To calculate grammaticality and Semantic Change for parent sequences given a processed tree dictionary, mutation data and a finetuned ProtBert model:
python bin/ParentChildMutate.py --tree_version 1 \
--seq_values_only --include_change --change_batched \
--l2_norm --combine --finetuned \
--data_folder data/processed/ncbi_tree_v1 \
> pc_mut.log 2>&1python bin/ParentChildMutate.py --tree_version 1 \
--seq_values_only --include_attn --finetuned \
--combine --data_folder data/processed/ncbi_tree_v1 \
> pc_mut_attn.log 2>&1After all sequences calculations are saved, they can all be combined and processed for results. Downloading our previous saved values will also skip calculation steps.

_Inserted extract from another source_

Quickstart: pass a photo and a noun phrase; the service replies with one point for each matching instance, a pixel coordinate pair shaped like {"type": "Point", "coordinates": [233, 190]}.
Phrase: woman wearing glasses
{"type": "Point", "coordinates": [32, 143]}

You can also provide alpha, beta and gamma weighting values for the DNMS calculation. In our experiments, we used alpha=1.5, beta=3.0 and gamma=1.0
python bin/ParentChildMutate.py --tree_version 1 \
--include_change --include_attn --l2_norm \
--combine --finetuned --csv \
--data_folder data/processed/ncbi_tree_v1 \
--alpha 1.5 --beta 3.0 --gamma 1.0 \
> pc_mut_results.log 2>&1Running the command to calculate language model values for the parent sequences will also include the reference sequence.
Although the reference sequence is excluded from results when calling ParentChildMutate.py
To only calculate language model values for the reference sequence, or to calculate results for the reference experiment:
python bin/RefSeqMutate.py --tree_version 1 \
--include_change --include_attn --l2_norm \
--combine --finetuned --csv \
--data_folder data/processed/ncbi_tree_v1 \
--alpha 1.5 --beta 3.0 --gamma 1.0 \
> ref_results.log 2>&1Similarly as stated above, it may be beneficial to calculate values separately at first.